#!/bin/sh -ef
#
# Copyright (C) 2003-2008  Dmitry V. Levin <ldv@altlinux.org>
# Copyright (C) 2007,2009  Alexey Tourbin <at@altlinux.org>
# 
# Contents index routines for hsh-initroot
#
# This file is free software; you can redistribute it and/or modify
# it under the terms of the GNU General Public License as published by
# the Free Software Foundation; either version 2 of the License, or
# (at your option) any later version.
# 
# This program is distributed in the hope that it will be useful,
# but WITHOUT ANY WARRANTY; without even the implied warranty of
# MERCHANTABILITY or FITNESS FOR A PARTICULAR PURPOSE. See the
# GNU General Public License for more details.
# 
# You should have received a copy of the GNU General Public License
# along with this program; if not, write to the Free Software
# Foundation, Inc., 51 Franklin St, Fifth Floor, Boston, MA 02110-1301, USA.
#

# Contents index maps filenames into package names.  Currently, we use is it
# to make dependencies on executable commands (such as found in shell scripts).
#
# Contents index is created as follows.
#
# 1) The list of sources.list components, called parts_list, is initialized.
# Currently, two types of sources.list components are supported: traditional
# pkglist-based repositories and newer rpm-dir local repositories.
#
# 2) For each sources.list component, its contents part is created: pkglist
# files are processed with pkglist-query, and rpm-dir local repositories are
# scanned with rpmquery.
#
# 3) Contents parts are merged into a single file called contents_index_bin.
# During the merge, duplicate filename entries (which map to different package
# names) are folded into a single entry, to produce raw file-level dependencies.
#
# A number of optimizations are performed to avoid extra work.
# The following flag indicates if the final merge is required.
regen_contents=

# Create tmpdir/parts_list.
init_contents_state()
{
	"$aptbox"/apt-cache -q --no-generate -o APT::Cache::DumpPackages=false dump |
		# File ending with "/" is rpm-dir; it is represented by its full path.
		# Otherwise, it might be pkglist, for which we use pkglist basename.
		LC_ALL=C sed -n '/^File: \//{s/^File: //;/\/$/p;s/.*\///;/_pkglist/p}' |
		LC_ALL=C sort -u >"$tmpdir"/parts_list

	[ -s "$tmpdir"/parts_list ] || fatal 'Failed to initialize contents state.'

	# If parts_list has changed, contents index should be re-merged.
	[ -n "$regen_contents" ] || cmp -s {"$contents_dir","$tmpdir"}/parts_list || regen_contents=1

	verbose 'Initialized contents state.'
}

# Directories and their order.
contents_index_bin_dirs=/bin:/sbin:/usr/bin:/usr/sbin:/usr/X11R6/bin:/usr/games:/usr/lib/kde4/bin:/usr/lib/kde4bin

# Create and install contents part.
create_contents_part()
{
	local part="$1"; shift
	local tab; tab=$(printf '\t')

	# Some files, such as alternatives, are not packaged explicitly,
	# but instead are provided via Provides.  They are handled specially.
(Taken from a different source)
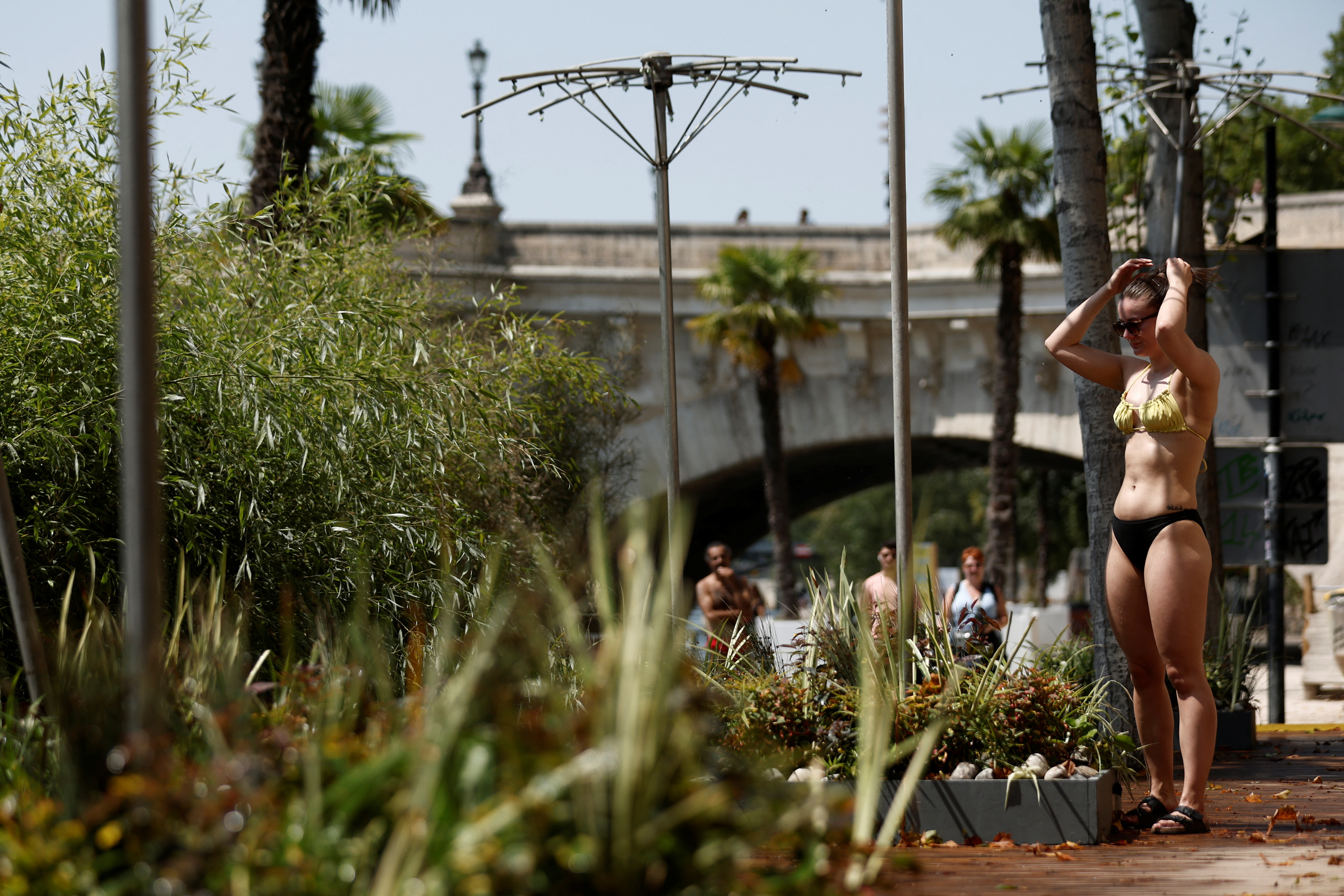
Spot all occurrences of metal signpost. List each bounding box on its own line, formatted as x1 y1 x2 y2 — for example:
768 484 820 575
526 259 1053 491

	# Since pkglist files do not provide SHA1HEADER, we use NVRA to identify a package.
	local NVRA='%{NAME}-%{VERSION}-%{RELEASE}.%{ARCH}'
	# Packaged files are usually mapped to package names.
	local Q1="[%{FILENAMES}\t%{NAME}\t$NVRA\n]"
	# Alternatives-like virtual paths should map to themselves.
	local Q2="[%{PROVIDENAME}\t%{PROVIDENAME}\t$NVRA\n]"

	# Prepare egrep regular expression.
	# We use egrep because it seems to be the fastest tool.
	# And our special "leading slash" trick makes it even faster.
	local dirs_or; dirs_or=$(printf %s "$contents_index_bin_dirs" |sed 's@^/@@;s@:/@|@g')
	local RE="^/($dirs_or)/[^/]+$tab"

	local ref dir=
	if [ -n "${part##*/*}" ]; then
		ref=$pkglists_dir/$part
	else
		dir=$part
		ref=$part
		part=$(printf %s "$part" |tr / _)
	fi

	if [ -n "$dir" ]; then
		# subshell
		cd "$dir"
		find . -mindepth 1 -maxdepth 1 -name '*.rpm' -exec \
			rpmquery --qf "$Q1$Q2" -p -- '{}' '+'
	else
		pkglist-query "$Q1$Q2" "$ref"
	fi |
		LC_ALL=C egrep "$RE" >"$tmpdir"/part || [ $? -eq 1 ]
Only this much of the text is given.